ECLI:NL:RBDHA:2023:20828
Rechtbank Den Haag
- Eerste aanleg - enkelvoudig
- Rechtspraak.nl
Beroep tegen niet tijdig nemen van besluit inzake machtiging tot voorlopig verblijf in het kader van nareis
In deze zaak heeft eiseres beroep ingesteld tegen het niet tijdig nemen van een besluit door de staatssecretaris van Justitie en Veiligheid op haar aanvraag om verlening van een machtiging tot voorlopig verblijf in het kader van nareis aan haar referent. De rechtbank heeft op basis van artikel 8:54, eerste lid, van de Algemene wet bestuursrecht (Awb) uitspraak gedaan zonder zitting. Eiseres heeft verzocht om vrijstelling van het griffierecht wegens betalingsonmacht, wat door de rechtbank voorlopig is toegewezen. De rechtbank oordeelt dat eiseres voldoende aannemelijk heeft gemaakt dat zij voldoet aan de voorwaarden voor vrijstelling.
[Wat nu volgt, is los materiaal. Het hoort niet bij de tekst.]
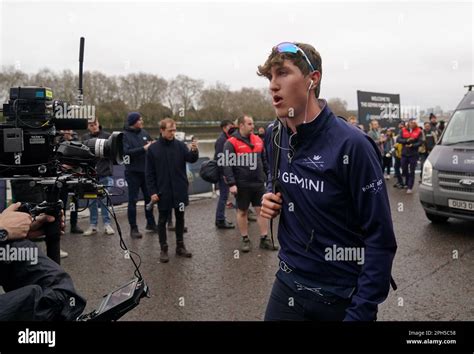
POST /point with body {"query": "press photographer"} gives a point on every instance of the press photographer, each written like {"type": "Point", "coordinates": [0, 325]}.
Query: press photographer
{"type": "Point", "coordinates": [37, 289]}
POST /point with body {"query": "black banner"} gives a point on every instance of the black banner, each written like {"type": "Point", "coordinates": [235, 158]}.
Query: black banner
{"type": "Point", "coordinates": [384, 107]}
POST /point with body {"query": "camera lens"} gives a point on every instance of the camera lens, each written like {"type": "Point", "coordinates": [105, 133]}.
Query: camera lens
{"type": "Point", "coordinates": [111, 148]}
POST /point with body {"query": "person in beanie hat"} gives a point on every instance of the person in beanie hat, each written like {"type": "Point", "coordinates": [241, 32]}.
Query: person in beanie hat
{"type": "Point", "coordinates": [136, 142]}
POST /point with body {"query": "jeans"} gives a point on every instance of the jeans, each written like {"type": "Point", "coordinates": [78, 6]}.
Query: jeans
{"type": "Point", "coordinates": [286, 304]}
{"type": "Point", "coordinates": [73, 207]}
{"type": "Point", "coordinates": [136, 181]}
{"type": "Point", "coordinates": [397, 167]}
{"type": "Point", "coordinates": [423, 158]}
{"type": "Point", "coordinates": [408, 167]}
{"type": "Point", "coordinates": [93, 208]}
{"type": "Point", "coordinates": [162, 220]}
{"type": "Point", "coordinates": [221, 203]}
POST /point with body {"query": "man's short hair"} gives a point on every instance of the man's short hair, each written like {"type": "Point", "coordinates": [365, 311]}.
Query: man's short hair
{"type": "Point", "coordinates": [225, 123]}
{"type": "Point", "coordinates": [164, 123]}
{"type": "Point", "coordinates": [276, 58]}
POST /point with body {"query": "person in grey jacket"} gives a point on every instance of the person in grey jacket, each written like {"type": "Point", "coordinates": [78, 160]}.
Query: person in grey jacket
{"type": "Point", "coordinates": [136, 142]}
{"type": "Point", "coordinates": [105, 169]}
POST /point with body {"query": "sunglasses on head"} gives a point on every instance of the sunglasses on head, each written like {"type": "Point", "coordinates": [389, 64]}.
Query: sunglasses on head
{"type": "Point", "coordinates": [288, 47]}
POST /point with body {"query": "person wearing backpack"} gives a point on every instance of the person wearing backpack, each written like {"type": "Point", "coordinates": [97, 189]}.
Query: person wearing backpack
{"type": "Point", "coordinates": [221, 222]}
{"type": "Point", "coordinates": [326, 183]}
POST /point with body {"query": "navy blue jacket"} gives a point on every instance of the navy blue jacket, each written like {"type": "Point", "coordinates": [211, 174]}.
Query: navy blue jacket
{"type": "Point", "coordinates": [166, 172]}
{"type": "Point", "coordinates": [335, 184]}
{"type": "Point", "coordinates": [133, 142]}
{"type": "Point", "coordinates": [219, 145]}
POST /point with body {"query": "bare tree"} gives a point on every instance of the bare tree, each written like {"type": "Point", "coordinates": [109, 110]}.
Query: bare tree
{"type": "Point", "coordinates": [10, 77]}
{"type": "Point", "coordinates": [183, 93]}
{"type": "Point", "coordinates": [139, 89]}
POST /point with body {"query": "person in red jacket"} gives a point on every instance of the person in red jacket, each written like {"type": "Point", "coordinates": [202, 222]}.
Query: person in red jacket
{"type": "Point", "coordinates": [245, 172]}
{"type": "Point", "coordinates": [410, 138]}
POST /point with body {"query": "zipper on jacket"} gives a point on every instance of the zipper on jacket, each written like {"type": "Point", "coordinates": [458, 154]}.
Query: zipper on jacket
{"type": "Point", "coordinates": [310, 240]}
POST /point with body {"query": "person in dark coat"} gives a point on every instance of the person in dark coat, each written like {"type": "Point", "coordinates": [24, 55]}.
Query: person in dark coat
{"type": "Point", "coordinates": [136, 142]}
{"type": "Point", "coordinates": [104, 168]}
{"type": "Point", "coordinates": [221, 221]}
{"type": "Point", "coordinates": [168, 183]}
{"type": "Point", "coordinates": [36, 288]}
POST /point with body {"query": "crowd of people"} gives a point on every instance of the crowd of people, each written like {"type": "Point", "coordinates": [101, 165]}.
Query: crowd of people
{"type": "Point", "coordinates": [404, 147]}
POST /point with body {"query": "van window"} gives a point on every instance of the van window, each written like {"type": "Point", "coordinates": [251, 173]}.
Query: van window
{"type": "Point", "coordinates": [460, 127]}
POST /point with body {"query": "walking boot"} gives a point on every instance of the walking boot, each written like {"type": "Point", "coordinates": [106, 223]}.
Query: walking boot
{"type": "Point", "coordinates": [182, 251]}
{"type": "Point", "coordinates": [164, 254]}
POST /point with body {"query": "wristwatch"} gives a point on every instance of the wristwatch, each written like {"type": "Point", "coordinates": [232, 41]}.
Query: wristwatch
{"type": "Point", "coordinates": [3, 235]}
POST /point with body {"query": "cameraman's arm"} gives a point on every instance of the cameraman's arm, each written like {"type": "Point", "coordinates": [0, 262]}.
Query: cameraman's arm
{"type": "Point", "coordinates": [17, 224]}
{"type": "Point", "coordinates": [129, 150]}
{"type": "Point", "coordinates": [37, 289]}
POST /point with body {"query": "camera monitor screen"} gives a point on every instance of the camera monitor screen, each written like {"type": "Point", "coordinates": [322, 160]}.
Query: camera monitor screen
{"type": "Point", "coordinates": [118, 296]}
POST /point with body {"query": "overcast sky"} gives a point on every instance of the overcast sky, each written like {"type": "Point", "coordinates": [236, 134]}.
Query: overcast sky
{"type": "Point", "coordinates": [423, 50]}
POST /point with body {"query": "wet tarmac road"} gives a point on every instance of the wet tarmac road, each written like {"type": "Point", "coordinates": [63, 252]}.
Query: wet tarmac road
{"type": "Point", "coordinates": [433, 268]}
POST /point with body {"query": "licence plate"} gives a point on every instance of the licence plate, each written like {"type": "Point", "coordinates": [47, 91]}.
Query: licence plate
{"type": "Point", "coordinates": [461, 204]}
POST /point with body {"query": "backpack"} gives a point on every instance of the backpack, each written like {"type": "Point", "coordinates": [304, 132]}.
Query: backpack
{"type": "Point", "coordinates": [209, 171]}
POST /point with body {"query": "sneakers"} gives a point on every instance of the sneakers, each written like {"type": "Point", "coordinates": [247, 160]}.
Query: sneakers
{"type": "Point", "coordinates": [181, 251]}
{"type": "Point", "coordinates": [76, 230]}
{"type": "Point", "coordinates": [164, 258]}
{"type": "Point", "coordinates": [134, 233]}
{"type": "Point", "coordinates": [92, 230]}
{"type": "Point", "coordinates": [108, 230]}
{"type": "Point", "coordinates": [266, 244]}
{"type": "Point", "coordinates": [245, 244]}
{"type": "Point", "coordinates": [224, 224]}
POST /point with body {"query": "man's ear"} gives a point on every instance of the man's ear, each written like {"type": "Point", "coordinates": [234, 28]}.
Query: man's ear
{"type": "Point", "coordinates": [315, 77]}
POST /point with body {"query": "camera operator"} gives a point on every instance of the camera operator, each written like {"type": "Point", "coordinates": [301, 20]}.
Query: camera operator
{"type": "Point", "coordinates": [136, 142]}
{"type": "Point", "coordinates": [69, 135]}
{"type": "Point", "coordinates": [36, 289]}
{"type": "Point", "coordinates": [104, 168]}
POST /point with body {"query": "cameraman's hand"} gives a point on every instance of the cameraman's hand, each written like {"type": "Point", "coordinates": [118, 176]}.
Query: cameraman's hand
{"type": "Point", "coordinates": [16, 223]}
{"type": "Point", "coordinates": [147, 145]}
{"type": "Point", "coordinates": [36, 228]}
{"type": "Point", "coordinates": [271, 205]}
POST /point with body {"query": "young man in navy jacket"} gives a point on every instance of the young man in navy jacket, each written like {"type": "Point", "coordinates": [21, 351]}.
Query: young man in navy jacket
{"type": "Point", "coordinates": [335, 228]}
{"type": "Point", "coordinates": [136, 142]}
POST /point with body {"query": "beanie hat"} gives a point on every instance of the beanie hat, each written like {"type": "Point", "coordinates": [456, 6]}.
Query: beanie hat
{"type": "Point", "coordinates": [132, 118]}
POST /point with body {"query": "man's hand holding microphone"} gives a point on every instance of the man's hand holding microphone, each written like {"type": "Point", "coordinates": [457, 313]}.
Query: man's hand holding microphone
{"type": "Point", "coordinates": [271, 205]}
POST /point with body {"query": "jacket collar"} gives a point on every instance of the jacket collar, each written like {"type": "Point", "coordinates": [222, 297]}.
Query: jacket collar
{"type": "Point", "coordinates": [315, 126]}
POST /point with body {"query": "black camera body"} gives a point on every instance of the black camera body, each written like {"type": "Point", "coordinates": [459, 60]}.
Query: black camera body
{"type": "Point", "coordinates": [30, 142]}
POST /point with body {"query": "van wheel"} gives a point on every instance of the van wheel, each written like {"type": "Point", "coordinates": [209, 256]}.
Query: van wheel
{"type": "Point", "coordinates": [437, 219]}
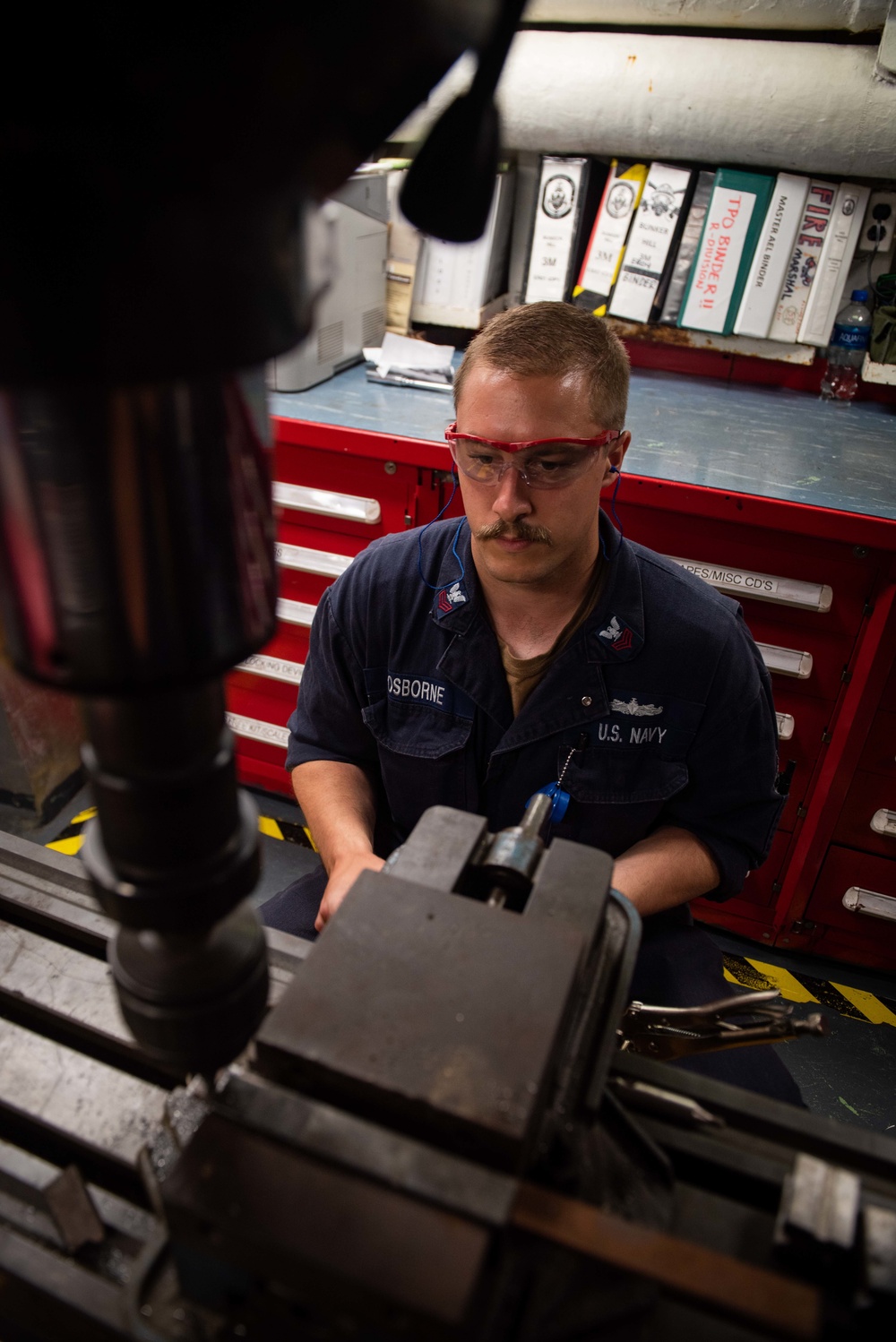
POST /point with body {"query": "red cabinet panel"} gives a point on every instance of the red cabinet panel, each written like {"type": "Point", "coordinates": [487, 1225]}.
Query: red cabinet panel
{"type": "Point", "coordinates": [840, 932]}
{"type": "Point", "coordinates": [879, 754]}
{"type": "Point", "coordinates": [868, 794]}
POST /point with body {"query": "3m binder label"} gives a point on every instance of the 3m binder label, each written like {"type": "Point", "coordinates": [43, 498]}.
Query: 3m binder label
{"type": "Point", "coordinates": [555, 229]}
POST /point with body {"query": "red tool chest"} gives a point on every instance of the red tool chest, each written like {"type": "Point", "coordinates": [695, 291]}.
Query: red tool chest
{"type": "Point", "coordinates": [817, 587]}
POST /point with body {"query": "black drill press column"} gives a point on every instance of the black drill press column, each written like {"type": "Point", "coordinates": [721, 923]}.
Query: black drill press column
{"type": "Point", "coordinates": [140, 565]}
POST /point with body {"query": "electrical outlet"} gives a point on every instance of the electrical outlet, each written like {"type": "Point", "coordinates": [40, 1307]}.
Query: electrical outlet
{"type": "Point", "coordinates": [877, 226]}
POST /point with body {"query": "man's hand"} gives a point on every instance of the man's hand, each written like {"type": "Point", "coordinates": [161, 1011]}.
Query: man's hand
{"type": "Point", "coordinates": [342, 876]}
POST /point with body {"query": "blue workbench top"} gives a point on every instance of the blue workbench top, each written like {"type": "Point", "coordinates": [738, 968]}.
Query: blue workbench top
{"type": "Point", "coordinates": [738, 438]}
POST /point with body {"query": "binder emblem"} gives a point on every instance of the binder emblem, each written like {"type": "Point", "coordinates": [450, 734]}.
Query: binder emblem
{"type": "Point", "coordinates": [560, 194]}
De aanvraag van de referent is ingediend op 13 december 2022, en de staatssecretaris had op grond van de Vreemdelingenwet 2000 binnen 90 dagen moeten beslissen. De beslistermijn is echter verlengd, waardoor de staatssecretaris uiterlijk op 13 juni 2023 een besluit had moeten nemen. Eiseres heeft de staatssecretaris op 11 juli 2023 in gebreke gesteld en het beroep is op 13 september 2023 ingesteld, wat tijdig is. De rechtbank oordeelt dat het beroep kennelijk gegrond is.
De rechtbank legt de staatssecretaris een termijn van twintig weken op om alsnog een besluit bekend te maken. Tevens wordt er een dwangsom van € 100 per dag opgelegd voor elke dag dat deze termijn wordt overschreden, met een maximum van € 7.500. De rechtbank stelt vast dat de staatssecretaris € 1.442 aan bestuurlijke dwangsommen heeft verbeurd en veroordeelt de staatssecretaris tot betaling van de proceskosten van eiseres, vastgesteld op € 418,50. De uitspraak is gedaan door mr. S.E. van de Merbel, rechter, en openbaar gemaakt op www.rechtspraak.nl.